Anna Łabuś (l.) und Iwonna Kowalska bei der Demonstration der Polnischen Omas Ende AprilBild: Magdalena Gwozdz-Pallokat/DW

Am wichtigsten sei für die Polnischen Omas, dafür zu kämpfen, dass ihre Enkel in einem demokratischen Polen leben können: "Ich werde zwar wahrscheinlich nicht mehr leben, wenn meine Enkelin groß ist", erklärt die 67-jährige Kowalska, "aber mir ist wichtig, dass ich ihr als jemand in Erinnerung bleibe, der für ihre Rechte gekämpft hat". Für sie sei es unvorstellbar, ihren Enkeln ein Land zu hinterlassen, "in dem sie nur Piroggen machen kann".

Erinnerung an die Diktatur

Iwonna Kowalska ist während der Herrschaft der Kommunisten in Polen (1945 - 89) aufgewachsen. Damals hätten viele Gleichaltrige gegen das System gekämpft - und darum, in einem demokratischen und freien Land zu leben. "1989 dachten wir, jetzt haben wir die Demokratie und die wird auf ewig bleiben", erinnert sie sich.

"Doch dann stellte sich heraus, dass Demokratie etwas ist, das man einfach so wegpusten kann. Wenn man nicht ständig aufpasst auf die fundamentalen Werte einer Gesellschaft, für die sich jeder einsetzen sollte, dann kann es passieren, dass es die Demokratie auf einmal nicht mehr gibt."

Generation Kaczyński

Zurzeit sind die Polskie Babcie nur ein Dutzend Frauen. Vor Corona waren es um die 30, berichtet Iwonna Kowalska.
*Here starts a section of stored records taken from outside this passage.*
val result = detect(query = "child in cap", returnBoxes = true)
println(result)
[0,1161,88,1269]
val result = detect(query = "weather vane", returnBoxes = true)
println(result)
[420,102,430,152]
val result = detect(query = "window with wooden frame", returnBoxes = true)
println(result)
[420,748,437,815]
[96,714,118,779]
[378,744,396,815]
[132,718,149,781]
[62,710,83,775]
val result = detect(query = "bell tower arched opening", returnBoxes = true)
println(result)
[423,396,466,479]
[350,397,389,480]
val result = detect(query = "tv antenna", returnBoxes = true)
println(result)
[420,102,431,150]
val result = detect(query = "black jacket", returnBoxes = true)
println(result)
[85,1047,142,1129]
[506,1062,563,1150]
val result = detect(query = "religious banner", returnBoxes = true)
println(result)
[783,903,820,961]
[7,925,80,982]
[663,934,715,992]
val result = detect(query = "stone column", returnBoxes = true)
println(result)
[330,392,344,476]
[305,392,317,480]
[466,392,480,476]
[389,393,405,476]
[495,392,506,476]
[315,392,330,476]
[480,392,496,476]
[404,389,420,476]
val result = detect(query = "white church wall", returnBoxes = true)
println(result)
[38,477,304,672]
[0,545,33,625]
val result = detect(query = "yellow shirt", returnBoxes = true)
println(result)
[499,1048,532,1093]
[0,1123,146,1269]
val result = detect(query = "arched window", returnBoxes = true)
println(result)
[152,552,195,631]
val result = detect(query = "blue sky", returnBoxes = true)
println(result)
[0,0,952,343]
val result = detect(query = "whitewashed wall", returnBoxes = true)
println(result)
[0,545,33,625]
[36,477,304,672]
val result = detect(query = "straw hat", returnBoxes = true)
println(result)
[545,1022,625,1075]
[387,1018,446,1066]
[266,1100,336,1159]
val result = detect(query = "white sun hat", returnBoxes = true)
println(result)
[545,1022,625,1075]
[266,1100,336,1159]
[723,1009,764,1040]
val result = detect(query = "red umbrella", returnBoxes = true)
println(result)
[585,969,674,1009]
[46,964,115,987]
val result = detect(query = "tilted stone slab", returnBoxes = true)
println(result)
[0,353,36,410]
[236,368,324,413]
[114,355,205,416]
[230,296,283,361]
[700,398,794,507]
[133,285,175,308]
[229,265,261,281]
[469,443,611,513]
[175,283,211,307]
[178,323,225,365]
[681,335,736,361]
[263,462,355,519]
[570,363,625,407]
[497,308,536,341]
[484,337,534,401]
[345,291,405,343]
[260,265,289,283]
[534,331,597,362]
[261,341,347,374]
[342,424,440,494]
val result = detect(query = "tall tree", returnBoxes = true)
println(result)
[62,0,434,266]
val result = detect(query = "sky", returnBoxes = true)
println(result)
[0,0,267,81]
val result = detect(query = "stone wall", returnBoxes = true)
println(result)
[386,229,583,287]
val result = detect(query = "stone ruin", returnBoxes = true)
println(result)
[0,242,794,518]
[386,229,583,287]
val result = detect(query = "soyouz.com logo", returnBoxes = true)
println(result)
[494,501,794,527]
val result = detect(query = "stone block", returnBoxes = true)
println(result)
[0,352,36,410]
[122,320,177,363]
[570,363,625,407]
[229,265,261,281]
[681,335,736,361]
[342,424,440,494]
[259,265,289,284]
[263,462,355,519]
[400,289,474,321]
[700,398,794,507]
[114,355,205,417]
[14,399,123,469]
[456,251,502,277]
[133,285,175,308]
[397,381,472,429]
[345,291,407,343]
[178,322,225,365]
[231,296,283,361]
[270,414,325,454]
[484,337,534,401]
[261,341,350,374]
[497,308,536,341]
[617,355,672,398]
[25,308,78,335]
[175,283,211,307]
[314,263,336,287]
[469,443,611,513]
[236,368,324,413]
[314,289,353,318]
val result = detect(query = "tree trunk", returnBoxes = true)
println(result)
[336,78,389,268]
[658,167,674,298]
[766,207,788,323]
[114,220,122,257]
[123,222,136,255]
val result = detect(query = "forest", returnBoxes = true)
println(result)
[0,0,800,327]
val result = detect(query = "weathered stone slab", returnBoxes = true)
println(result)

Sie findet, dass in Polen generell zu wenige Menschen demonstrieren. Die Parlamentswahlen hat PiS zum zweiten Mal in Folge gewonnen, und das in allen Altersgruppen. Die größte Unterstützung, mehr als 55 Prozent, erreichte die Partei von Jarosław Kaczyński 2019 bei den über 60-Jährigen - Angehörige der Generation der Polnischen Omas.

Diese konsequentesten Wähler von "Recht und Gerechtigkeit" scheinen auch für die revoltierenden Omas Polens am schwersten zu erreichen zu sein. Tatsächlich sei es ihnen noch nie gelungen, eine ältere Person auf der anderen Seite der Barrikade zu überzeugen, berichtet Iwonna Kowalska. "Sie sind sehr verbohrt und überhaupt nicht daran interessiert, was wir machen. Einigen bereitet das Laufen Probleme, aber sie kommen trotzdem regelmäßig zu unseren Treffen, um uns zu beschimpfen."

Nicht nur zu demonstrieren, sondern auch zu diskutieren, ist dagegen das Anliegen der organisierten Omas - "im Kampf mit dem wachsenden Faschismus". Durch Warschau marschierenden Nationalist*innen Aug' in Aug gegenüberzutreten war eine Idee, die die Polskie Babcie verwirklicht haben. Ob es nicht sinnvoll wäre, sie zum Kuchen einzuladen, wägten einige Oma-Aktivistinnen in einem Zeitungsinterview ab: "Schließlich haben auch Nationalisten Omas."